Demetrius

Plutarch

Plutarch. Plutarch's Lives, Vol. IX. Perrin, Bernadotte, translator. Cambridge, MA: Harvard University Press; London: William Heinemann Ltd., 1920.

And of all the kings Lysimachus had most hatred for Demetrius. He was once reviling the man’s passion for Lamia, and said that this was the first time he had ever seen a harlot coming forward to play a great tragic part; Demetrius, however, declared that his own harlot was more chaste than the Penelope of Lysimachus.

But to resume the story, when Demetrius was getting ready to return to Athens, he wrote letters to the people saying that he wished to he initiated into the mysteries as soon as he arrived, and to pass through all the grades in the ceremony, from the lowest to the highest (the epoptica). Now, this was not lawful, and had not been done before, but the lesser rites were performed in the month Anthesterion, the great rites in Boëdromion; and the supreme rites (the epoptica) were celebrated after an interval of at least a year from the great rites.

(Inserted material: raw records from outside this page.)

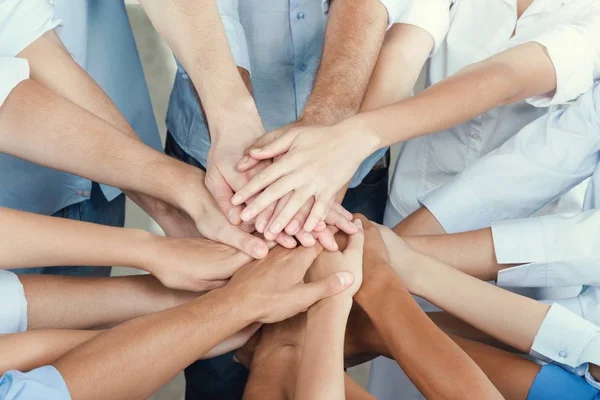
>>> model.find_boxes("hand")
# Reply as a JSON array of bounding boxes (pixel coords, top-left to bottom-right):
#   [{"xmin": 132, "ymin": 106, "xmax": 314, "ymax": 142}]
[
  {"xmin": 232, "ymin": 126, "xmax": 377, "ymax": 232},
  {"xmin": 141, "ymin": 236, "xmax": 252, "ymax": 292},
  {"xmin": 205, "ymin": 104, "xmax": 270, "ymax": 225},
  {"xmin": 305, "ymin": 219, "xmax": 364, "ymax": 298},
  {"xmin": 226, "ymin": 245, "xmax": 354, "ymax": 323}
]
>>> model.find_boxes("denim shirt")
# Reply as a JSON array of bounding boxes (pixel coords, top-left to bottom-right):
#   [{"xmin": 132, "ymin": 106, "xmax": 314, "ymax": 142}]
[
  {"xmin": 0, "ymin": 0, "xmax": 161, "ymax": 215},
  {"xmin": 167, "ymin": 0, "xmax": 386, "ymax": 187}
]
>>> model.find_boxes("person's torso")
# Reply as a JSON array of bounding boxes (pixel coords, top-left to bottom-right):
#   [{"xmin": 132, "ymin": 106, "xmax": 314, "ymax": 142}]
[{"xmin": 390, "ymin": 0, "xmax": 587, "ymax": 218}]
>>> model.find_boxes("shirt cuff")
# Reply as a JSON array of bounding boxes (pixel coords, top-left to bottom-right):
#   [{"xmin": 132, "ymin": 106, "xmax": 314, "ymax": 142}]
[
  {"xmin": 419, "ymin": 176, "xmax": 490, "ymax": 233},
  {"xmin": 0, "ymin": 57, "xmax": 29, "ymax": 106},
  {"xmin": 530, "ymin": 304, "xmax": 600, "ymax": 369},
  {"xmin": 394, "ymin": 0, "xmax": 451, "ymax": 54},
  {"xmin": 0, "ymin": 271, "xmax": 27, "ymax": 334},
  {"xmin": 527, "ymin": 25, "xmax": 595, "ymax": 107}
]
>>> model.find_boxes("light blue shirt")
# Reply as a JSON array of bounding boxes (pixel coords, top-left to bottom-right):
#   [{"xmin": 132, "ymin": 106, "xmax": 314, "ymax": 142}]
[
  {"xmin": 0, "ymin": 366, "xmax": 71, "ymax": 400},
  {"xmin": 0, "ymin": 0, "xmax": 161, "ymax": 215},
  {"xmin": 167, "ymin": 0, "xmax": 396, "ymax": 187}
]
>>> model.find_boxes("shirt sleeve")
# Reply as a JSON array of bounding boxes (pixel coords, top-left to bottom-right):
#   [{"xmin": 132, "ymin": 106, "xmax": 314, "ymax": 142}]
[
  {"xmin": 527, "ymin": 2, "xmax": 600, "ymax": 107},
  {"xmin": 217, "ymin": 0, "xmax": 251, "ymax": 72},
  {"xmin": 0, "ymin": 270, "xmax": 27, "ymax": 334},
  {"xmin": 0, "ymin": 366, "xmax": 71, "ymax": 400},
  {"xmin": 0, "ymin": 57, "xmax": 29, "ymax": 107},
  {"xmin": 420, "ymin": 85, "xmax": 600, "ymax": 233},
  {"xmin": 531, "ymin": 304, "xmax": 600, "ymax": 388},
  {"xmin": 492, "ymin": 210, "xmax": 600, "ymax": 287}
]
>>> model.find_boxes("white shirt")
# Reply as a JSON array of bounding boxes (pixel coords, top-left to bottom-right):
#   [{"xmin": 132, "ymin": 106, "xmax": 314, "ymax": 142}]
[
  {"xmin": 0, "ymin": 270, "xmax": 27, "ymax": 334},
  {"xmin": 386, "ymin": 0, "xmax": 600, "ymax": 224},
  {"xmin": 0, "ymin": 0, "xmax": 60, "ymax": 106}
]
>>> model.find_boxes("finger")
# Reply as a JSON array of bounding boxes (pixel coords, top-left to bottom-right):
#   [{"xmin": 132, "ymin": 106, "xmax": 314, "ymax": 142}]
[
  {"xmin": 331, "ymin": 201, "xmax": 354, "ymax": 221},
  {"xmin": 313, "ymin": 229, "xmax": 338, "ymax": 251},
  {"xmin": 265, "ymin": 193, "xmax": 293, "ymax": 239},
  {"xmin": 275, "ymin": 232, "xmax": 298, "ymax": 249},
  {"xmin": 344, "ymin": 219, "xmax": 365, "ymax": 259},
  {"xmin": 325, "ymin": 208, "xmax": 358, "ymax": 235},
  {"xmin": 217, "ymin": 225, "xmax": 269, "ymax": 259},
  {"xmin": 294, "ymin": 271, "xmax": 354, "ymax": 310},
  {"xmin": 204, "ymin": 170, "xmax": 242, "ymax": 225},
  {"xmin": 296, "ymin": 231, "xmax": 316, "ymax": 247},
  {"xmin": 240, "ymin": 175, "xmax": 300, "ymax": 223},
  {"xmin": 265, "ymin": 189, "xmax": 312, "ymax": 239},
  {"xmin": 231, "ymin": 159, "xmax": 291, "ymax": 208},
  {"xmin": 250, "ymin": 129, "xmax": 296, "ymax": 160},
  {"xmin": 304, "ymin": 195, "xmax": 333, "ymax": 232},
  {"xmin": 285, "ymin": 196, "xmax": 314, "ymax": 235}
]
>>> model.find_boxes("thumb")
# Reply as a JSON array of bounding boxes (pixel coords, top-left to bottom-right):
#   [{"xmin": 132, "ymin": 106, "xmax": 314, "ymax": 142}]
[
  {"xmin": 204, "ymin": 169, "xmax": 242, "ymax": 225},
  {"xmin": 250, "ymin": 129, "xmax": 298, "ymax": 160},
  {"xmin": 294, "ymin": 271, "xmax": 354, "ymax": 310}
]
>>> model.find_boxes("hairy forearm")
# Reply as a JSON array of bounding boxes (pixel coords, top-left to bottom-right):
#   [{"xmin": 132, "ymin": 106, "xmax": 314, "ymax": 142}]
[
  {"xmin": 301, "ymin": 0, "xmax": 387, "ymax": 125},
  {"xmin": 54, "ymin": 289, "xmax": 252, "ymax": 400},
  {"xmin": 409, "ymin": 256, "xmax": 549, "ymax": 353},
  {"xmin": 140, "ymin": 0, "xmax": 253, "ymax": 127},
  {"xmin": 357, "ymin": 274, "xmax": 501, "ymax": 399},
  {"xmin": 346, "ymin": 43, "xmax": 556, "ymax": 147},
  {"xmin": 294, "ymin": 295, "xmax": 352, "ymax": 400},
  {"xmin": 20, "ymin": 275, "xmax": 198, "ymax": 329},
  {"xmin": 0, "ymin": 330, "xmax": 102, "ymax": 375},
  {"xmin": 0, "ymin": 80, "xmax": 203, "ymax": 216},
  {"xmin": 403, "ymin": 228, "xmax": 507, "ymax": 281}
]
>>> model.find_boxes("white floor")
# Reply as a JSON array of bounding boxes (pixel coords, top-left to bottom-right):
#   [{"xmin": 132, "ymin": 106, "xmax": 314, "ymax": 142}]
[{"xmin": 120, "ymin": 7, "xmax": 368, "ymax": 400}]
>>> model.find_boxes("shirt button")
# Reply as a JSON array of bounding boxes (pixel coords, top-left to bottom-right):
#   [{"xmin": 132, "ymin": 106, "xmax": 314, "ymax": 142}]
[{"xmin": 558, "ymin": 350, "xmax": 569, "ymax": 360}]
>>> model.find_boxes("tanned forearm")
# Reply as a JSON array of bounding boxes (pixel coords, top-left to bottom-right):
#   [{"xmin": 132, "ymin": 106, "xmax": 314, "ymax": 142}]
[
  {"xmin": 300, "ymin": 0, "xmax": 387, "ymax": 125},
  {"xmin": 54, "ymin": 289, "xmax": 252, "ymax": 400},
  {"xmin": 140, "ymin": 0, "xmax": 254, "ymax": 132},
  {"xmin": 20, "ymin": 275, "xmax": 200, "ymax": 329},
  {"xmin": 356, "ymin": 270, "xmax": 501, "ymax": 399},
  {"xmin": 294, "ymin": 294, "xmax": 352, "ymax": 400},
  {"xmin": 344, "ymin": 43, "xmax": 556, "ymax": 147}
]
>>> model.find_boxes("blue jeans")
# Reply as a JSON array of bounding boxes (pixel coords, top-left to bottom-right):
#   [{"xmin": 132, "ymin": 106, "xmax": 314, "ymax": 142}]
[
  {"xmin": 165, "ymin": 132, "xmax": 388, "ymax": 400},
  {"xmin": 11, "ymin": 183, "xmax": 125, "ymax": 277}
]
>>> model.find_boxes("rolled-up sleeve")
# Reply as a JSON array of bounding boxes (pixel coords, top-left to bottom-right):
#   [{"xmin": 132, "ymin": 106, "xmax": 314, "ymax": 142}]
[
  {"xmin": 0, "ymin": 366, "xmax": 71, "ymax": 400},
  {"xmin": 527, "ymin": 4, "xmax": 600, "ymax": 107},
  {"xmin": 0, "ymin": 270, "xmax": 27, "ymax": 334},
  {"xmin": 217, "ymin": 0, "xmax": 252, "ymax": 73},
  {"xmin": 531, "ymin": 304, "xmax": 600, "ymax": 388},
  {"xmin": 0, "ymin": 57, "xmax": 29, "ymax": 106},
  {"xmin": 420, "ymin": 85, "xmax": 600, "ymax": 233},
  {"xmin": 492, "ymin": 210, "xmax": 600, "ymax": 287}
]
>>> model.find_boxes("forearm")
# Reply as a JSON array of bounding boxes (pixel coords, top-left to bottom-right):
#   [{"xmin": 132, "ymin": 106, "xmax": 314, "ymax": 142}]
[
  {"xmin": 409, "ymin": 256, "xmax": 549, "ymax": 353},
  {"xmin": 140, "ymin": 0, "xmax": 254, "ymax": 131},
  {"xmin": 20, "ymin": 275, "xmax": 198, "ymax": 329},
  {"xmin": 294, "ymin": 294, "xmax": 352, "ymax": 400},
  {"xmin": 0, "ymin": 330, "xmax": 102, "ymax": 375},
  {"xmin": 54, "ymin": 289, "xmax": 253, "ymax": 400},
  {"xmin": 357, "ymin": 281, "xmax": 500, "ymax": 399},
  {"xmin": 400, "ymin": 228, "xmax": 507, "ymax": 281},
  {"xmin": 0, "ymin": 80, "xmax": 204, "ymax": 214},
  {"xmin": 300, "ymin": 0, "xmax": 387, "ymax": 125},
  {"xmin": 346, "ymin": 43, "xmax": 556, "ymax": 147}
]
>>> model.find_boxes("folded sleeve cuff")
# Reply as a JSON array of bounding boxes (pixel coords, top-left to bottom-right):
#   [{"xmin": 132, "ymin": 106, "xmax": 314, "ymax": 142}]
[
  {"xmin": 0, "ymin": 271, "xmax": 27, "ymax": 334},
  {"xmin": 0, "ymin": 57, "xmax": 29, "ymax": 106},
  {"xmin": 527, "ymin": 25, "xmax": 595, "ymax": 107},
  {"xmin": 531, "ymin": 304, "xmax": 600, "ymax": 368},
  {"xmin": 419, "ymin": 177, "xmax": 490, "ymax": 233}
]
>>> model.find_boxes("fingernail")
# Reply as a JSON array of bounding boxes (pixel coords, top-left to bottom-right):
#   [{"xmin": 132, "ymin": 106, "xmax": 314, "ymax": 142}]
[
  {"xmin": 336, "ymin": 272, "xmax": 353, "ymax": 288},
  {"xmin": 285, "ymin": 220, "xmax": 300, "ymax": 235},
  {"xmin": 269, "ymin": 221, "xmax": 282, "ymax": 234},
  {"xmin": 252, "ymin": 245, "xmax": 266, "ymax": 258}
]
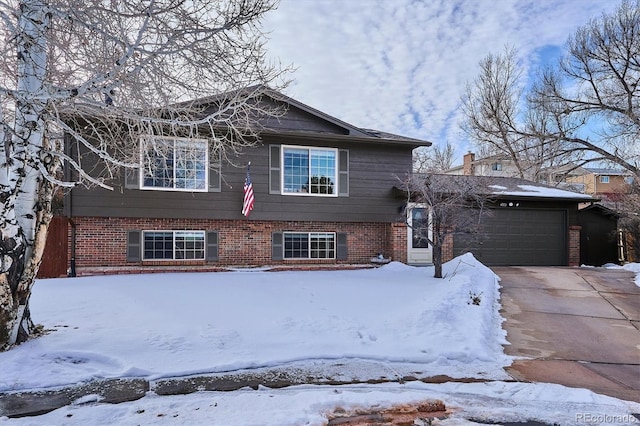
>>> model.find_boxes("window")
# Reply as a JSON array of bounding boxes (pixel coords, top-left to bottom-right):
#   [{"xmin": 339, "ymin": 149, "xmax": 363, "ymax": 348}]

And yet when the letter of Demetrius was read, no one ventured to oppose the proposition except Pythodorus the Torch-bearer, and he accomplished nothing; instead, on motion of Stratocles, it was voted to call the current month, which was Munychion, Anthesterion, and so to regard it, and the lesser rites at Agra were performed for Demetrius; after which Munychion was again changed and became Boëdromion instead of Anthesterion, Demetrius received the remaining rites of initiation, and at the same time was also admitted to the highest grade of epoptos.

Hence Philippides, in his abuse of Stratocles, wrote[*](Part of the fragment cited at xii. 4.):—

  1. Who abridged the whole year into a single month,
and with reference to the quartering of Demetrius in the Parthenon:—
  1. Who took the acropolis for a caravansery,
  2. And introduced to its virgin goddess his courtesans.

But among the many lawless and shocking things done by Demetrius in the city at this time, this is said to have given the Athenians most displeasure, namely, that after he had ordered them to procure speedily two hundred and fifty talents for his use, and after they had levied the money rigorously and inexorably, when he saw the sum that had been collected, he commanded that it should be given to Lamia and her fellow courtesans to buy soap with. For the shame they felt was more intolerable to the people than their loss, and the words which accompanied it than the deed itself.